A fire services officer walks at the wreckage of a gas station that exploded overnight, killing around 90 people in Accra, Ghana, June 4, 2015. Many people were sheltering at the filling station due to torrential rain, on Wednesday night, the fire brigade said. Reuters

Public buses stuck in water. Dead bodies accumulating in river overflows. Drivers parked on sidewalks to try to prevent their vehicles from being carried away. These are the scenes of death and desperation that have unfolded across Ghana in recent days after massive rains ushered in heavy flooding across the African nation, local media reported.

As the rain continued Thursday, the crisis was compounded when dozens of people seeking shelter at a gas station in central Accra where caught in an explosion. The disaster raised new questions about the city's inadequate infrastructure.

Officials said at least 75 people died in the gas station blast. The flooding "caused the diesel and petrol to flow away from the gas station and a fire from a nearby house led to the explosion," said Billy Anaglate, spokesman for Ghana's national fire service.

President John Dramani Mahama said the death toll was "catastrophic" and offered condolences to families of the victims. "Steps will be taken to ensure that disastrous floods and their attendant deaths do not occur again," he said, according to the Associated Press.

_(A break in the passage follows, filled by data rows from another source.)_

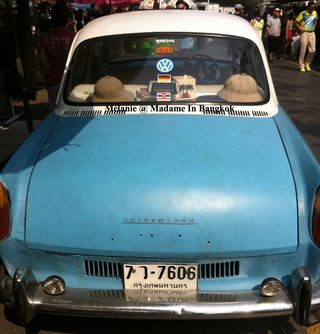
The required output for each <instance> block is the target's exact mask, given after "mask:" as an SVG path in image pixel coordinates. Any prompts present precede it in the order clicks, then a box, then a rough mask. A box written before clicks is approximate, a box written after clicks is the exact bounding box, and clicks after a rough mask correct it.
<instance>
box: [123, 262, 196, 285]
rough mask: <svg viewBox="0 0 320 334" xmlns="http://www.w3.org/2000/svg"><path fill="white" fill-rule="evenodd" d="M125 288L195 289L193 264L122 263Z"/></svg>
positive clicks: (194, 282) (195, 279) (195, 273)
mask: <svg viewBox="0 0 320 334" xmlns="http://www.w3.org/2000/svg"><path fill="white" fill-rule="evenodd" d="M123 274H124V287H125V289H126V290H130V289H131V290H132V289H133V290H153V289H157V290H187V291H195V290H197V282H198V266H197V265H194V264H124V265H123Z"/></svg>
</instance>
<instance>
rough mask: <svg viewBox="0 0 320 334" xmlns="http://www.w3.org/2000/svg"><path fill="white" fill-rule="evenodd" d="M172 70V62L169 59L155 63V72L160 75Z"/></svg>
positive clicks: (160, 59)
mask: <svg viewBox="0 0 320 334" xmlns="http://www.w3.org/2000/svg"><path fill="white" fill-rule="evenodd" d="M172 69H173V62H172V61H171V60H170V59H166V58H165V59H160V60H159V61H158V62H157V70H158V71H159V72H161V73H168V72H170V71H172Z"/></svg>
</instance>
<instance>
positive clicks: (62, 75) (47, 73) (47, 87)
mask: <svg viewBox="0 0 320 334" xmlns="http://www.w3.org/2000/svg"><path fill="white" fill-rule="evenodd" d="M69 20H70V11H69V9H68V7H67V6H64V5H62V4H56V5H55V6H53V9H52V12H51V26H52V29H51V30H50V31H49V32H47V33H44V34H42V35H41V36H40V45H39V50H38V54H39V63H40V68H41V71H42V74H43V77H44V79H45V83H46V88H47V90H48V99H49V108H50V110H53V108H54V104H55V101H56V98H57V95H58V92H59V87H60V83H61V79H62V76H63V71H64V67H65V63H66V60H67V56H68V52H69V49H70V46H71V43H72V41H73V38H74V36H75V32H73V31H70V30H68V29H67V26H68V23H69Z"/></svg>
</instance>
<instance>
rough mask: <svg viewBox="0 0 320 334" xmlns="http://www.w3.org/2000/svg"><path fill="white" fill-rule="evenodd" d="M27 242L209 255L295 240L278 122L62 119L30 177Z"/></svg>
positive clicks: (294, 212) (182, 254) (149, 116)
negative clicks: (277, 130)
mask: <svg viewBox="0 0 320 334" xmlns="http://www.w3.org/2000/svg"><path fill="white" fill-rule="evenodd" d="M26 243H27V246H28V247H29V248H33V249H39V250H45V251H53V252H64V253H72V254H91V255H108V256H124V257H145V258H147V257H153V258H181V257H182V258H186V259H187V258H203V257H226V256H248V255H267V254H278V253H288V252H293V251H295V250H296V247H297V205H296V195H295V186H294V181H293V177H292V173H291V170H290V165H289V163H288V160H287V157H286V152H285V150H284V148H283V145H282V141H281V138H280V136H279V133H278V131H277V127H276V126H275V123H274V121H273V119H272V118H267V119H258V118H256V119H254V118H250V119H249V118H236V117H235V118H233V117H212V116H207V117H203V116H191V115H190V116H180V115H144V116H136V115H126V116H114V117H96V118H90V117H83V118H61V119H60V120H59V121H58V123H57V126H56V128H55V130H54V131H53V132H52V134H51V135H50V137H49V139H48V142H47V143H46V145H45V147H44V149H43V151H42V154H41V155H40V156H39V160H38V162H37V164H36V166H35V168H34V171H33V174H32V179H31V182H30V187H29V193H28V202H27V214H26Z"/></svg>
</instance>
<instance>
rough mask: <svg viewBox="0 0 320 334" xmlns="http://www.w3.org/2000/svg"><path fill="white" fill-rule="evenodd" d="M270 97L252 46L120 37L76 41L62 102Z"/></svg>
mask: <svg viewBox="0 0 320 334" xmlns="http://www.w3.org/2000/svg"><path fill="white" fill-rule="evenodd" d="M268 97H269V91H268V85H267V80H266V74H265V71H264V66H263V62H262V59H261V57H260V53H259V50H258V48H257V46H256V45H255V44H254V43H252V42H251V41H249V40H246V39H241V38H233V37H225V36H220V35H219V36H214V35H210V36H209V35H191V34H184V35H182V34H176V35H175V34H171V35H170V36H169V35H159V34H157V35H151V34H150V35H142V34H139V35H136V34H135V35H121V36H108V37H101V38H95V39H91V40H87V41H85V42H83V43H81V44H80V45H79V46H78V47H77V49H76V52H75V54H74V57H73V60H72V62H71V65H70V69H69V73H68V78H67V83H66V86H65V92H64V98H65V100H66V101H67V102H68V103H71V104H90V105H92V104H93V105H94V104H105V103H114V102H115V103H132V102H137V103H139V102H141V103H148V102H150V103H154V102H161V101H166V102H168V103H169V102H172V103H179V102H181V103H186V102H187V101H190V102H197V101H201V102H216V103H228V104H232V103H253V104H256V103H258V104H260V103H263V102H265V101H266V100H267V99H268Z"/></svg>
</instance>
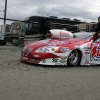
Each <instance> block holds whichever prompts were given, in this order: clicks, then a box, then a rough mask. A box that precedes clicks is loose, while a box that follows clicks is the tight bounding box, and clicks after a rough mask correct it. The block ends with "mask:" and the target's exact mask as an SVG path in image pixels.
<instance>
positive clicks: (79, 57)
mask: <svg viewBox="0 0 100 100" xmlns="http://www.w3.org/2000/svg"><path fill="white" fill-rule="evenodd" d="M80 61H81V52H80V51H79V50H73V51H72V52H71V53H70V54H69V56H68V60H67V65H68V66H72V67H74V66H77V65H79V64H80Z"/></svg>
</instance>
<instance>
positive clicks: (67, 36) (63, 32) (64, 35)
mask: <svg viewBox="0 0 100 100" xmlns="http://www.w3.org/2000/svg"><path fill="white" fill-rule="evenodd" d="M60 37H70V35H69V34H68V33H66V32H62V31H61V32H60Z"/></svg>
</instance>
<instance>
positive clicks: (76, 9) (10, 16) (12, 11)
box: [0, 0, 100, 25]
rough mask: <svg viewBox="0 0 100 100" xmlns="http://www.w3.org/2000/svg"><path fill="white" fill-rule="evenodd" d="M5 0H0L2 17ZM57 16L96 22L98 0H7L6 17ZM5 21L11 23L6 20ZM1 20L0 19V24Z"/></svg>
mask: <svg viewBox="0 0 100 100" xmlns="http://www.w3.org/2000/svg"><path fill="white" fill-rule="evenodd" d="M4 7H5V0H0V17H4V12H3V11H4ZM34 15H37V16H57V17H58V18H70V19H72V20H73V19H79V20H81V21H86V22H97V18H98V16H100V1H99V0H7V16H6V17H7V18H11V19H16V20H23V19H24V18H25V17H28V16H34ZM6 23H12V22H11V21H10V22H9V21H7V22H6ZM1 24H3V20H0V25H1Z"/></svg>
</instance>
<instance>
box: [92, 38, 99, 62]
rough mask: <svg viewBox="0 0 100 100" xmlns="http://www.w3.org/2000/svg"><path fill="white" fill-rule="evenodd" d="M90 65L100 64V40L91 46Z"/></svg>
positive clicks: (98, 39) (95, 42)
mask: <svg viewBox="0 0 100 100" xmlns="http://www.w3.org/2000/svg"><path fill="white" fill-rule="evenodd" d="M90 63H93V64H100V38H98V39H97V40H95V41H94V42H93V43H92V45H91V52H90Z"/></svg>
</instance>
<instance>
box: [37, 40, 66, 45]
mask: <svg viewBox="0 0 100 100" xmlns="http://www.w3.org/2000/svg"><path fill="white" fill-rule="evenodd" d="M39 42H40V41H39ZM41 43H45V44H48V45H51V46H52V45H60V44H67V42H66V41H58V40H43V41H41Z"/></svg>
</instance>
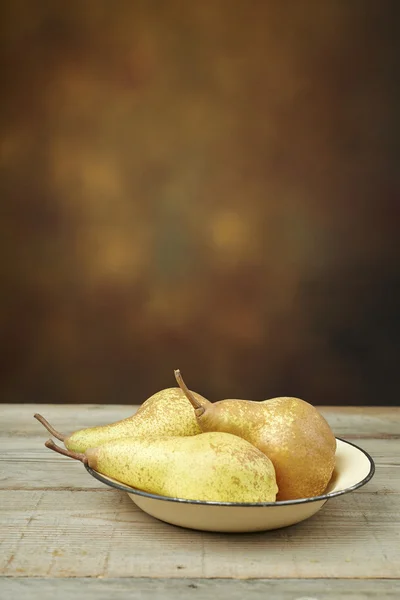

The rains began early on Tuesday and quickly submerged the capital city. “Torrential rains are not just in Accra. The Achimota sub-station is flooded. This has led to unplanned power outages in some areas. The Ghana Armed Forces and Ghana National Fire Service, etc., have been deployed to ensure free movement of people among others. Please avoid fast-moving drains. If in difficulty, please call for help," Communications Minister Edward Omane Boamah said in a Facebook post.

Bus conductor Yaw Aforve was sleeping in his parked vehicle when the fire started at the gas station. He said he jumped into the floodwaters and when he came up the fire scorched his face. "I was swept away by the water to the other side [of the road]," he told the BBC. "I saw so many people screaming and shouting."